«Похоже, он действительно хочет принести, — подумал Егор, как только остался один. — Он так весел и так оживлен, неужели не понимает, почему я интересуюсь Ипатиным? А если и в самом деле старик умер не от болезни и старости, а от невнимания, небрежения («А-а, все они»)? Каким бы ни был он в прошлом, это ведь не может ничего оправдать теперь, — продолжал думать Егор, и ему представлялась странной и поразительной та уверенность, с какою только что разговаривал и держался с ним Лаврушин. — Может быть, он притворяется, играет?» — думал он, зная, что Лаврушин способен на это.
Лаврушин вскоре вернулся; он вошел в кабинет плавной походкой, держа в руке толстую папку — дело Ипатина, — и, подойдя к столу и положив папку перед Егором, весело сказал:
— Тебе повезло, не сдали. Какой том, а!
— Да, внушительный, — согласился Егор.
— Роман, чего только в нем нет: и плен, и лагеря, и раскулачивание — на десять жизней. — Лаврушин опять улыбнулся довольной улыбкой. — У людей гениальных, у людей выдающихся жизнь всегда бывает наполнена разными необычными событиями, и это вполне понятно, но как у этих, — он кивнул на раскрытое уже Егором ипатинское дело, — как они, мужички эти, за свою жизнь иногда ухитряются столько натворить, уму непостижимо.
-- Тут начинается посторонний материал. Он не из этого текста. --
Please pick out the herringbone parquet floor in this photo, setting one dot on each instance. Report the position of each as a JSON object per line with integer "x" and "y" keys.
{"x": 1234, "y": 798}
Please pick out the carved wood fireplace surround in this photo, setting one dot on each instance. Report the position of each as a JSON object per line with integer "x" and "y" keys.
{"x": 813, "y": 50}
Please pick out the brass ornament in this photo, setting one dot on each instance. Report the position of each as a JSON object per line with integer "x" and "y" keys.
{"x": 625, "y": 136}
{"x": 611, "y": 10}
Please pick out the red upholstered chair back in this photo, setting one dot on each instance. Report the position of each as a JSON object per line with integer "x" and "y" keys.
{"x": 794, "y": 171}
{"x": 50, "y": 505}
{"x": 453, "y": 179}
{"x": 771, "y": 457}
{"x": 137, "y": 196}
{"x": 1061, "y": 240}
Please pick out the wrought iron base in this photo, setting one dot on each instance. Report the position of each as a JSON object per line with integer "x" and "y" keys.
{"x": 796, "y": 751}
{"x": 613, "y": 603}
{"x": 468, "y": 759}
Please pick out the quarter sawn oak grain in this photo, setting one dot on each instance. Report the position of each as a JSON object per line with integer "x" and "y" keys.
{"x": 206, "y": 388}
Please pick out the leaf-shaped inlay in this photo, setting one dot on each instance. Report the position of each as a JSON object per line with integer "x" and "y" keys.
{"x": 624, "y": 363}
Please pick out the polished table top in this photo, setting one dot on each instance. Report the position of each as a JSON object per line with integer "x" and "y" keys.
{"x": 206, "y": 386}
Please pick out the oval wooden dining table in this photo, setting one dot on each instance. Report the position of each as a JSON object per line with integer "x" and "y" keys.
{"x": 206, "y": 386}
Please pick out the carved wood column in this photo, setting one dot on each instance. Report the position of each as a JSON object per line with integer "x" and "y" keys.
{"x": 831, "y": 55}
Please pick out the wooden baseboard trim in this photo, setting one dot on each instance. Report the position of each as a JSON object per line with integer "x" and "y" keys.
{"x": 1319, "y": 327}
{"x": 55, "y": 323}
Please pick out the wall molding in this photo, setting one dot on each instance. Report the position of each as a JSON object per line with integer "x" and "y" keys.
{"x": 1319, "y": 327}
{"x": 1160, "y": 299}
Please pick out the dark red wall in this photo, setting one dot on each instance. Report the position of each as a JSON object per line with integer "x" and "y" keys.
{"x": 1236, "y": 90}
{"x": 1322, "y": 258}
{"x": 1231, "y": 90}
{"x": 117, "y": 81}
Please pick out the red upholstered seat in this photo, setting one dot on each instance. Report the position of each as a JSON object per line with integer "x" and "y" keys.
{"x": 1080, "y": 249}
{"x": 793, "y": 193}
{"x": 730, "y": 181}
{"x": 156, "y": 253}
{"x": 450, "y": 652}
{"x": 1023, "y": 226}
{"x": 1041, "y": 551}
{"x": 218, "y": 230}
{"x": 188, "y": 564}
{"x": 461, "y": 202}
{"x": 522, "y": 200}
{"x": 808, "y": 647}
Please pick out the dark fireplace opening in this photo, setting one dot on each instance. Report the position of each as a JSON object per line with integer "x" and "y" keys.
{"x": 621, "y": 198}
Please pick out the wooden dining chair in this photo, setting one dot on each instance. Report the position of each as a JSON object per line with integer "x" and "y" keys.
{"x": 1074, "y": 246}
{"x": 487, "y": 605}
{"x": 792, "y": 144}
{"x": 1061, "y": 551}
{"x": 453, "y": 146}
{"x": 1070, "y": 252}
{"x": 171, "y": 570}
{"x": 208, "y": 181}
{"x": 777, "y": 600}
Тебя не удивляет это? Меня удивляет. Вот нам с тобой уже скоро по тридцать, но какое выдающееся событие было у нас? Никакого. А какое предвидится? Тоже никакого. Нет, меня все это удивляет, Егор, всякие такие дела есть отклонение от норм человеческой жизни, одни отклонения возвышенные, в сторону гениальности, другие же, и их в сотни раз больше, в сторону низменную, к преступности. И этот твой Ипатин — как раз очень типичный экземпляр, — заключил Лаврушин так же неторопливо, как он произносил первые слова; он был сейчас еще больше доволен собой, и сказанное им представлялось ему настолько значительным, что он видел, что нужно дать возможность Егору и конечно же самому себе обдумать все, чтобы продолжить разговор; еще ему хотелось сохранить подольше то впечатление, какое, как полагал он, произвели его слова на Егора, и он, сказав: «Полистай», отошел к окну. Но он не мог долго стоять у окна; он чувствовал в себе то приятное волнение и то беспокойство, какое приходило к нему всегда в минуты особенного удовлетворения собой; ему хотелось говорить, и он все время оглядывался на Егора, листавшего и просматривавшего ипатинское дело. «Есть норма жизни и есть отклонения, — продолжал мысленно Лаврушин, готовясь сразу же начать разговор, как только Егор закроет папку. — Мера отклонения есть мера гениальности или мера преступности; поощрение гениальности и пресечение преступности — вот главные задачи общества. Нам, юристам, дано второе — пресечение, и в этой сфере мы должны действовать смело, решительно и жестко». Он был теперь вполне уверен, что его мысли не только совпадают с суждениями Егора, но точнее и яснее выражают суть дела. Он не задумывался, как Егор, над причинами, порождающими преступления (это требовало иных, настоящих усилий), он просто был убежден, что главное — в этом делении на нормы и отклонение, и чем дольше он думал об этом, тем сильнее назревало в нем желание говорить. Он отошел от окна и прошелся по кабинету; затем сел в свое новое кресло, за стол, и просмотрел несколько лежавших перед ним бумаг.
— Ну что, любопытно? — сказал он, снова поднимаясь и подходя к Егору. — Есть в этом ипатинском деле, между прочим, характерная сторона: старик ни разу и ни в чем не признал себя виновным, но вовсе не потому, что был невиновен, а понимал, что трудно доказать его вину. Как он, к примеру, попал в плен? Дезертировал, сдался, как изменник, как предатель, но обрати внимание, на что он делает упор: попал в плен, и все! Вот основная трудность и основная сложность нашей юридической практики: определить, умышленно или неумышленно. Сложность невероятная, тогда как в нашей науке и в нашей практике более, чем где-либо, должна быть ясность и определенность. Всякое преступление — это прежде всего отклонение от общепринятых норм жизни. Мера отклонения есть мера преступности, вот что должно лежать в основе законодательства. Это и точно и, главное, ясно и просто.
— А кто, скажи мне, будет определять эту самую твою меру отклонения? — заметил Егор, неохотно и не очень внимательно слушавший Лаврушина, но уловивший главную суть его рассуждений.
— Я не о том, кто будет определять…
— Все же кто?
— Общество.
— Да, вот уж где ясность полная, — сказал Егор и вновь принялся листать ипатинское дело.
— Все и всегда будет решать общество, и как бы мы ни хотели уйти от этого, мы никуда не уйдем, — заметил Лаврушин.